# Deck flashing



## Sifu (Oct 10, 2012)

Have a real problem getting people to flash decks and porches properly.  Code states the flashing must extend to the surface of the exterior wall covering but as a retro-fit some are trying to remove the 1st deck board and flash out horizontally under it with no flashing between the deck ledger and the un-treated band.  Is that descriptive enough?  I don't have a picture.  I have a several right now who will need to remove the deck (at least far enough to slip the flashing up).  Any other see this type of thing?  Had a guy offer a bribe to turn my head on a completely un-flashed wrap-around today and I figure this will be his "correction".


----------



## tmurray (Oct 11, 2012)

something like what is shown here; http://www.gpe-llc.com/images/Flashing/DeckFlashing/FlashingDeckJoistsExposed.jpg?
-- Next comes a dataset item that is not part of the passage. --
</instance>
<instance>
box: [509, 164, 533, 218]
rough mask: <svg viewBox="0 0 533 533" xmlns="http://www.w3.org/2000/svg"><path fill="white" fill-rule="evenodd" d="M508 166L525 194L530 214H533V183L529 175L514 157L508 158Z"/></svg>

That is the way CMHC recommends it be done here in Canada. you run your bulk water membrane over the top of the flashing, that runs down to the ledger across the top of it and the you create a drip edge by angling it down somewhat. The only way you would have a problem is if the contractor did not lap the bulk water membrane, you could have water run down behind the flashing, but otherwise there shouldn't be a problem.


----------



## jar546 (Oct 11, 2012)

Sifu said:
			
		

> Have a real problem getting people to flash decks and porches properly.  Code states the flashing must extend to the surface of the exterior wall covering but as a retro-fit some are trying to remove the 1st deck board and flash out horizontally under it with no flashing between the deck ledger and the un-treated band.  Is that descriptive enough?  I don't have a picture.  I have a several right now who will need to remove the deck (at least far enough to slip the flashing up).  Any other see this type of thing?  Had a guy offer a bribe to turn my head on a completely un-flashed wrap-around today and I figure this will be his "correction".
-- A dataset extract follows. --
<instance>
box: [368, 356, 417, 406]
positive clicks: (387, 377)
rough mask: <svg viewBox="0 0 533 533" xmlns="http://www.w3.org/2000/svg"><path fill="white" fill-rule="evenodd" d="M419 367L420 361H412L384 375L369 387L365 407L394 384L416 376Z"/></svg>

You are correct.  There must be flashing between the ledger and the structure then they can do the flashing over the top of the ledger board.


----------



## Sifu (Oct 11, 2012)

Yes, that is the "kick-out" type flashing I see on occasion.  It leaves nothing between the deck ledger and the house band but should prevent water from getting between the two members.  Back in the day I did both-flashed the ledger and provided kick-out flashing.  I don't think the kick-out alone meets the letter of the code but if it meets the intent I could allow it as an alternative to an otherwise big job of trying to retrofit the flashing.


----------



## Darren Emery (Oct 17, 2017)

I would like to resurrect this thread - and ask if anyone has some "best practices" info on deck flashing?  The code doesn't provide much direction, just that approved flashing must be installed.  I'd like to hear what other jurisdictions require, suggest, and approve.  Also - examples of what you don't allow would be helpful as well!


----------